La tensione è salita poi in modo repentino, e negli ultimi giorni
l’aviazione turca ha bombardato oltre 60 villaggi curdi anche oltre confine
uccidendo almeno trentadue miliziani, mentre 60mila soldati turchi sono
pronti a entrare nel Kurdistan iracheno per eseguire i piani di incursione
preparati già da settimane.
Da diversi mesi la Turchia accusa il governo di Baghdad e gli Stati Uniti di
non fare abbastanza contro i terroristi del Pkk stanziati nel Kurdistan
iracheno, e minacciano di agire con la forza nel nord dell’Iraq. Tale
retrovia logistica ha infatti permesso al Pkk di rinnovare con una lunga
serie di sanguinosi attentati una guerriglia che sembrava ormai sconfitta
sul campo dall’esercito turco, e superata dalle aperture politiche del
governo di Erdogan. Attacchi come quello dello scorso 30 settembre, che in
un villaggio ad appena 25 chilometri dal confine iracheno ha ucciso tredici
soldati turchi, hanno riportato indietro le lancette della storia. Di nuovo
una folla di turchi ha manifestato davanti alla sede del Pkk ad Ankara e
nelle altre principali città turche, mentre tutto il paese si è stretto
attorno alle proprie forze armate ed ha invocato a gran voce un intervento
militare. È significativo il fatto che una campagna per la raccolta di fondi
intitolata “Sosteniamo gli eroi della lotta contro il terrorismo”, lanciata
dall’allenatore della squadra nazionale di calcio Terim a favore delle
famiglie dei soldati inviati al confine con l’Iraq, ha raccolto in una
settimana circa 45 milioni di euro. Come nota il Financial Times del 22
ottobre, “l’attacco è stato uno dei peggiori degli ultimi anni” e i militari
e l’opinione pubblica chiedono al primo ministro di inviare l’esercito oltre
il confine con l’Iraq.
Secondo l’Associated Press il presidente dell’Iraq Talabani, anch’egli di
etnia curda, si è appellato il 21 ottobre al Pkk affinché interrompa gli
attacchi e diventi una forza politica come le altre. Il presidente ha
aggiunto che se il Pkk vuole continuare la sua lotta armata deve lasciare il
Kurdistan iracheno e non crearvi più problemi. Lo stesso Talabani ha però
riconosciuto che le forze irachene possono fare ben poco contro i ribelli
del Pkk, ed ha messo in guardia sul fatto che persino l’efficiente esercito
turco avrebbe difficoltà nel Kurdistan iracheno: non solo perché le forze di
sicurezza locali sono composte da curdi che difficilmente rivolgerebbero le
armi contro i loro compatrioti più “agguerriti”, ma anche perché nelle città
e sugli edifici pubblici della regione non sventola la bandiera dell’Iraq ma
quella del (finora mai nato) Stato curdo. Si tratta insomma di una comunità
coesa nella sua identità e nel suo autogoverno, che ha un atteggiamento
ambiguo verso i guerriglieri del Pkk: nota in proposito l’International
Herald Tribune del 21 ottobre che “i curdi del nord dell’Iraq non hanno
partecipato alle attività dei gruppi ribelli dei curdi della Turchia, ma non
hanno neanche fatto ricorso alla forza per cacciare quei ribelli”. Se i
leader locali del Kurdistan iracheno non decideranno di fermare le frange
più estremiste difficilmente potrà farlo il governo centrale.
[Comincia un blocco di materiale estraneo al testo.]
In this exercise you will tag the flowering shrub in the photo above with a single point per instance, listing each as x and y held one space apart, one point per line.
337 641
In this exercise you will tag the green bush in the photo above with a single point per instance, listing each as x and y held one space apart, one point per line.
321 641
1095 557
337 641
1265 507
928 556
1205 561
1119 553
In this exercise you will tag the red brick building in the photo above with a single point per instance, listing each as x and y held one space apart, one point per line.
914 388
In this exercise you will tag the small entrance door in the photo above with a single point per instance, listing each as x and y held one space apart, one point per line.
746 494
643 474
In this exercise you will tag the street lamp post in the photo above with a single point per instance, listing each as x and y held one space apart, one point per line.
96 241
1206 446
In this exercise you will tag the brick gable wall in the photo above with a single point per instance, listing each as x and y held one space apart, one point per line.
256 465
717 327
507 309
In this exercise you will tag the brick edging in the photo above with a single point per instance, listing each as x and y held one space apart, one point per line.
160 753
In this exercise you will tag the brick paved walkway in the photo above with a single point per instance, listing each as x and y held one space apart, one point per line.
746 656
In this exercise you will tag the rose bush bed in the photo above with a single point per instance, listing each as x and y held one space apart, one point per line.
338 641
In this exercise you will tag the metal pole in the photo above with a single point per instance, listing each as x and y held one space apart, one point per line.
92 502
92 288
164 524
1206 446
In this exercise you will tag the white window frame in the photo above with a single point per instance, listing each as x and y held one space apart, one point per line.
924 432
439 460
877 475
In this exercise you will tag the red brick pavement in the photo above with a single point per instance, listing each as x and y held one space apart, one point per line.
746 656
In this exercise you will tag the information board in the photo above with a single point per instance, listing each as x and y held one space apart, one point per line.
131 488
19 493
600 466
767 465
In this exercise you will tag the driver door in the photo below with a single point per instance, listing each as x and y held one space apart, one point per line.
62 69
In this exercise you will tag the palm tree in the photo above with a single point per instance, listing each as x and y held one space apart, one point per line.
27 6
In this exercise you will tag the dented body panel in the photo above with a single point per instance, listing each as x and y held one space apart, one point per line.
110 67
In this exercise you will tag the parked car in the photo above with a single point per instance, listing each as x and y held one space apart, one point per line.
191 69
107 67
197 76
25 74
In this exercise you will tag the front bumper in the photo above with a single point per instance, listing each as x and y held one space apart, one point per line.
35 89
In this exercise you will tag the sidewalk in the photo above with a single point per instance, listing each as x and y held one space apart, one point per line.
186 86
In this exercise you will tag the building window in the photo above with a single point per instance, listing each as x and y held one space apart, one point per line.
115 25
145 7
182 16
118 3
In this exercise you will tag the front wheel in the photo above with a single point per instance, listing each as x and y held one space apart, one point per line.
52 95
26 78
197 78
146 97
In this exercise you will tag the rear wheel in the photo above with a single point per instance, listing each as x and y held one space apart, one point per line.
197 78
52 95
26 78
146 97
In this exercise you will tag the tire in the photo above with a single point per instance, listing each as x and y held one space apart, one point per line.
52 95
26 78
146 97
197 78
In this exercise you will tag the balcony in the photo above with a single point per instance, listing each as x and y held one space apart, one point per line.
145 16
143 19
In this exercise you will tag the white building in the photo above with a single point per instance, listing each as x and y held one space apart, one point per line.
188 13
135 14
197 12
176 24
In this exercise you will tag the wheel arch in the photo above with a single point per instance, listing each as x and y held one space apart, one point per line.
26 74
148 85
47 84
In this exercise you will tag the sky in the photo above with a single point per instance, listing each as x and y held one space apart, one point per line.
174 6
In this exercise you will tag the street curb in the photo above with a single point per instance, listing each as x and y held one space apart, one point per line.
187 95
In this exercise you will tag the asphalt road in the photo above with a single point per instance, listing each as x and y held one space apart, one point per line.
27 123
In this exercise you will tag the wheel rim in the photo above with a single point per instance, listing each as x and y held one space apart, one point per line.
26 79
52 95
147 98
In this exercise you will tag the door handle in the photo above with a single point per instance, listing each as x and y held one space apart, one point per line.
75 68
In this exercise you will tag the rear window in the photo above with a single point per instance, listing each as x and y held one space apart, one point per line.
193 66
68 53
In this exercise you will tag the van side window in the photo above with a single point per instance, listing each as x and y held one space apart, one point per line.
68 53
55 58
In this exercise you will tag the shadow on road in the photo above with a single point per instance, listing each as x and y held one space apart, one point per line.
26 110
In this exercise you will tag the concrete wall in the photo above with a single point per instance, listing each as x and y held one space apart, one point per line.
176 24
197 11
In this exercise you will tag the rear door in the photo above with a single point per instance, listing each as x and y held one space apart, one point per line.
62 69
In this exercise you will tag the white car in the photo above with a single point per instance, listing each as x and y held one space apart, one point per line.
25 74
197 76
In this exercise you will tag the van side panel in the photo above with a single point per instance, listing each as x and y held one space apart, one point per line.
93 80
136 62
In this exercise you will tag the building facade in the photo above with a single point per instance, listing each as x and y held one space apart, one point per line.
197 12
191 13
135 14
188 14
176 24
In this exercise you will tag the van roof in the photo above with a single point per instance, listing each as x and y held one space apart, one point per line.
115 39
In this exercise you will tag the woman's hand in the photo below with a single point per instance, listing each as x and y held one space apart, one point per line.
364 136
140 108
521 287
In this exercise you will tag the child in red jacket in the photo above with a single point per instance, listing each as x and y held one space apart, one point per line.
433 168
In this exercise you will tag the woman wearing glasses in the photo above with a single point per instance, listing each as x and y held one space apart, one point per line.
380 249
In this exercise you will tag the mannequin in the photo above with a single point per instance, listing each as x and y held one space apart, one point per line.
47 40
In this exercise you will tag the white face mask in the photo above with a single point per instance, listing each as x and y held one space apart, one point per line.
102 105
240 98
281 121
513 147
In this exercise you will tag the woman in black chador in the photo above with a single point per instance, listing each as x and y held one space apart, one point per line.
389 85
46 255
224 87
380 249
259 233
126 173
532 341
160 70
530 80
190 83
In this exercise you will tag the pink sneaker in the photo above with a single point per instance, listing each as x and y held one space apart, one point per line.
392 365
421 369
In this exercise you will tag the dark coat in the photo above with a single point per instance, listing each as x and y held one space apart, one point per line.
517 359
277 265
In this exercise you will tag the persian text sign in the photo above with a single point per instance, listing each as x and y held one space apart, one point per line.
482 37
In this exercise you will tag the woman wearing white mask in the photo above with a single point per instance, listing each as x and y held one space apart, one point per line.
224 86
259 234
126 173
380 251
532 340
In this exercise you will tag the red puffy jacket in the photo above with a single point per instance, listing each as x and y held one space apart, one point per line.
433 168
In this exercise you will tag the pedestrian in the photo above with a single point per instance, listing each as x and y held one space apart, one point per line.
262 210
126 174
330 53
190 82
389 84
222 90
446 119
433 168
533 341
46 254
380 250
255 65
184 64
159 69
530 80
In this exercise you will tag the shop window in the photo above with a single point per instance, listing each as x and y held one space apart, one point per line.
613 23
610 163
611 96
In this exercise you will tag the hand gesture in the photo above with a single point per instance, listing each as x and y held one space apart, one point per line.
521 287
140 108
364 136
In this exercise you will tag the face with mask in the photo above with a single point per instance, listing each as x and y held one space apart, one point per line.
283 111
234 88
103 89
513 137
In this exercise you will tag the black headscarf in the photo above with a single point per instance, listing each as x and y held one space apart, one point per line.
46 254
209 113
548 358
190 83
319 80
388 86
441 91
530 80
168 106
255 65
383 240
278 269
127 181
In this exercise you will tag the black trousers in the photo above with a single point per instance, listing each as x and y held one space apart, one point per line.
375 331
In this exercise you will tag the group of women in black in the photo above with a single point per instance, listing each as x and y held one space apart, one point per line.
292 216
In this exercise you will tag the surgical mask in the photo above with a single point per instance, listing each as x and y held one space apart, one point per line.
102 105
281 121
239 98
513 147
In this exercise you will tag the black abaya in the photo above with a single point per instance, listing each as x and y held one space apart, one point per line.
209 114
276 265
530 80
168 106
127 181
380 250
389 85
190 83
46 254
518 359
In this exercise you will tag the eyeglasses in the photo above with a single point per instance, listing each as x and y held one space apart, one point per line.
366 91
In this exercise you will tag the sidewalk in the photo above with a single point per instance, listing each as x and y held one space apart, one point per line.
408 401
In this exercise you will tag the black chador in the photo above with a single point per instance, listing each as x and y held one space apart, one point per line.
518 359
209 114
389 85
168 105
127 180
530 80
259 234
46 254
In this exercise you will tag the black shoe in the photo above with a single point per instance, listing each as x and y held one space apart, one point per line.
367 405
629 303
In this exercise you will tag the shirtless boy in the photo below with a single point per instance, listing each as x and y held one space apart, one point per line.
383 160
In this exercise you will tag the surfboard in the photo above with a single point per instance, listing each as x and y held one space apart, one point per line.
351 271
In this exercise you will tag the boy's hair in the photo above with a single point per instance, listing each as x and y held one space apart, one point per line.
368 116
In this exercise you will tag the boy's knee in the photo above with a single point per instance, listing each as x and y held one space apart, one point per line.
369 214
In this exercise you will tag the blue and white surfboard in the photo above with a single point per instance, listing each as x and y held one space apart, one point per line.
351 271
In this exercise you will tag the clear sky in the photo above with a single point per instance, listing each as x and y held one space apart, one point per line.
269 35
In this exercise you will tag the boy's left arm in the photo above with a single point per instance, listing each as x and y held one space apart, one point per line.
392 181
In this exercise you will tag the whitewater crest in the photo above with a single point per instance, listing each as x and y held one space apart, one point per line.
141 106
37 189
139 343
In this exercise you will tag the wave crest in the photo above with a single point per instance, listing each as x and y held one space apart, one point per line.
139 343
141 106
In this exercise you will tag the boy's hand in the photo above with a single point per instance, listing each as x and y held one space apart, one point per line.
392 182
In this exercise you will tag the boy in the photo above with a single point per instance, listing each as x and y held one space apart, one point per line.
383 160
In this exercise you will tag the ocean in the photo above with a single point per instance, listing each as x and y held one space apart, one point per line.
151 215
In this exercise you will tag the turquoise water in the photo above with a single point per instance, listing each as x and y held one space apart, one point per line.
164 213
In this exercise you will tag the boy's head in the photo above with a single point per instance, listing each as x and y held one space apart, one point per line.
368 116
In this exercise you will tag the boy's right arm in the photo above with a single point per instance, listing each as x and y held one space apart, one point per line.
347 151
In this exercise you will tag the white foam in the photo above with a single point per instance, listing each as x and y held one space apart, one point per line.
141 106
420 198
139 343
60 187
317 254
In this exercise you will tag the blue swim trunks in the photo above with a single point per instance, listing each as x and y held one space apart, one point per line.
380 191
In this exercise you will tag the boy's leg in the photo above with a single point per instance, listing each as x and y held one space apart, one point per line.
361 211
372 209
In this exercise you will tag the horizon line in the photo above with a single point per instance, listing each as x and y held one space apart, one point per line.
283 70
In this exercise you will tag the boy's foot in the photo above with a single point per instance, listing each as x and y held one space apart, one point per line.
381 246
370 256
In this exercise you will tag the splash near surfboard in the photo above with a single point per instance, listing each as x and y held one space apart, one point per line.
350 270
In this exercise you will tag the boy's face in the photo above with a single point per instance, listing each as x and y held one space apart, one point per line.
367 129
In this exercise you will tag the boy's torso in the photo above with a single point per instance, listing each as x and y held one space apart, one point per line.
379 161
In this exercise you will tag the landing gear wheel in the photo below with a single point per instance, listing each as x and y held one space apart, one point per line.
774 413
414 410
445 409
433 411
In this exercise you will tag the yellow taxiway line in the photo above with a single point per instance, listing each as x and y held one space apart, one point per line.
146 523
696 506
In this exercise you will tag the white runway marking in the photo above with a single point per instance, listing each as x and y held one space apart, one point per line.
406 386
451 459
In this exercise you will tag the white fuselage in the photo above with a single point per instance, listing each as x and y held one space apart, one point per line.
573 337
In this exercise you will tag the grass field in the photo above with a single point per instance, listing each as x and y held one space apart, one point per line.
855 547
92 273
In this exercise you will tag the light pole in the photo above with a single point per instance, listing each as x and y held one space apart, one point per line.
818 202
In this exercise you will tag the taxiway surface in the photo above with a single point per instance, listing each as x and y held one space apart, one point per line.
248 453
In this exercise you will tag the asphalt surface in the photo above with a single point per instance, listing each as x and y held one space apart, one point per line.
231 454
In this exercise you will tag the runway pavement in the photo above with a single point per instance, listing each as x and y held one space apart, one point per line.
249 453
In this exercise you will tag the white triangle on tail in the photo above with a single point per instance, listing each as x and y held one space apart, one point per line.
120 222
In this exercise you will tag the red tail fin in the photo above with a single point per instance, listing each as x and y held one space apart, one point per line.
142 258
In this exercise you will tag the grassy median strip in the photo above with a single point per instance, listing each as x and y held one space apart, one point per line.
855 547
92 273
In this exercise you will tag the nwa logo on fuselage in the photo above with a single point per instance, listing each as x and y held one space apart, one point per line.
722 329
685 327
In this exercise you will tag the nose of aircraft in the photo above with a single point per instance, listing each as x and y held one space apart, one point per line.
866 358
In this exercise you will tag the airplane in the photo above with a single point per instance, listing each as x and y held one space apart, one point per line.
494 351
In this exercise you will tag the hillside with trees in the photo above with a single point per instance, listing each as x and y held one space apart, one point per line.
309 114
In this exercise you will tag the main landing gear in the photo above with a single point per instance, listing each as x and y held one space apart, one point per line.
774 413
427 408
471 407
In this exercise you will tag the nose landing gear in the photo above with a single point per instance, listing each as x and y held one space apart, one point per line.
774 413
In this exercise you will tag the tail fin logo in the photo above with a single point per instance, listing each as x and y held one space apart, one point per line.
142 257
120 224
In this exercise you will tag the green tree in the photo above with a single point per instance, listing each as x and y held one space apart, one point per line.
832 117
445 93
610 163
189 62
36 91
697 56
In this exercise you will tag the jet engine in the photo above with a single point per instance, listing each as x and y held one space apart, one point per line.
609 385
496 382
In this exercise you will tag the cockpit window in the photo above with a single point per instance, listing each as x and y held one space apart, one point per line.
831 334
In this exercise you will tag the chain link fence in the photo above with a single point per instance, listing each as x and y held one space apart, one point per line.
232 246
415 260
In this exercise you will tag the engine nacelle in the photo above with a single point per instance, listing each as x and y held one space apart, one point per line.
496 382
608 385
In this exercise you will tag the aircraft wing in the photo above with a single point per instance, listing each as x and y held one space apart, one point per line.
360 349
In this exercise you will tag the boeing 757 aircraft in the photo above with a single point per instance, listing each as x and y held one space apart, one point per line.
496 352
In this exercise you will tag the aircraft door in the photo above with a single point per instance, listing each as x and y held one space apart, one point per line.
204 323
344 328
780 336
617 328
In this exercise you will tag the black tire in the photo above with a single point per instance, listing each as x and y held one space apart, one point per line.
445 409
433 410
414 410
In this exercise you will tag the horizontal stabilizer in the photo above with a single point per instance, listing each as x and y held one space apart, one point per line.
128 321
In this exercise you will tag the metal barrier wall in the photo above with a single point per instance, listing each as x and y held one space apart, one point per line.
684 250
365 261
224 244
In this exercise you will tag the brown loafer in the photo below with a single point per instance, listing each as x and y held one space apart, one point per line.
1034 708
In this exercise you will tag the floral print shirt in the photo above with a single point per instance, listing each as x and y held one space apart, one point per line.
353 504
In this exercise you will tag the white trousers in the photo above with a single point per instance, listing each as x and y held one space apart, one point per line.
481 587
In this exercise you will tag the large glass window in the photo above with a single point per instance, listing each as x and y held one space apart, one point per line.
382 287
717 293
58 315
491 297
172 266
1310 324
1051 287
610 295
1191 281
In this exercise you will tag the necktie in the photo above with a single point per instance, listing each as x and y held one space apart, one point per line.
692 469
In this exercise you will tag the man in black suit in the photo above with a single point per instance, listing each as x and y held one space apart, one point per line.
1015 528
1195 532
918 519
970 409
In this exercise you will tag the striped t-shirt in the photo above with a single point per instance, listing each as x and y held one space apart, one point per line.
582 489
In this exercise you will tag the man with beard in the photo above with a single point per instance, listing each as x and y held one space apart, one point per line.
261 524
La Turchia è consapevole di tale situazione, ed ha coscientemente deciso di
fare pressione sugli iracheni e soprattutto sugli americani predisponendo il
terreno legale e logistico per una vasta azione militare oltre confine,
opzione che viene considerata come estrema ratio ma che non è affatto
esclusa. Gli Stati Uniti dal canto loro hanno finora dissuaso la Turchia
dall’attaccare l’unica regione irachena relativamente tranquilla, ma
l’influenza americana è stata duramente indebolita dalla risoluzione non
vincolante approvata dal Commissione esteri della Camera dei rappresentanti
statunitense che condanna il genocidio turco degli armeni avvenuto tra il
1915 ed il 1923. Tale risoluzione, voluta dai democratici, ha sollevato
unanimi e dure proteste in Turchia, tanto nelle piazze che nel Parlamento,
ha dato fuoco al nazionalismo turco e aumentato la diffidenza verso gli
americani. Anche Gran Bretagna, Germania, Italia ed il responsabile della
Pesd Solana hanno messo in guardia Ankara dal compiere incursioni in
Kurdistan, ma anche l’Europa al pari degli Stati Uniti si è messa nella
posizione peggiore per dare consigli alla Turchia: il negoziato di adesione
è in stallo da mesi, e il Parlamento francese ha preceduto quello americano
nel votare una risoluzione sul genocidio armeno che sembra fatta apposta per
esacerbare i sentimenti nazionalisti e anti-occidentali già forti
nell’opinione pubblica turca.
Dopo che le tensioni hanno raggiunto un livello molto pericoloso, e che
Washington si è mossa con molta determinazione per una soluzione pacifica
della crisi, sembra che Turchia e Iraq abbiano trovato un accordo. Il sito
della Bbc ha annunciato il 23 ottobre che i governi dei due paesi “hanno
raggiunto un accordo per affrontare insieme il problema dei ribelli curdi
del Pkk nel nord dell’Iraq”. Il ministro degli Esteri turco Babacan ha
affermato che “Ankara darà la priorità ai mezzi diplomatici per risolvere la
crisi”, e che non si vogliono “sacrificare le relazioni culturali ed
economiche con l’Iraq”. Sempre secondo la Bbc, il ministro degli Esteri
iracheno Zebari ha affermato che il suo paese
vuole aiutare attivamente la Turchia contro la minaccia del Pkk, e che i due
paesi “adotteranno una posizione comune per combattere il terrorismo
ovunque, e che non permetteremo a nessun partito o gruppo, incluso il Pkk,
di avvelenare le nostre relazioni bilaterali”.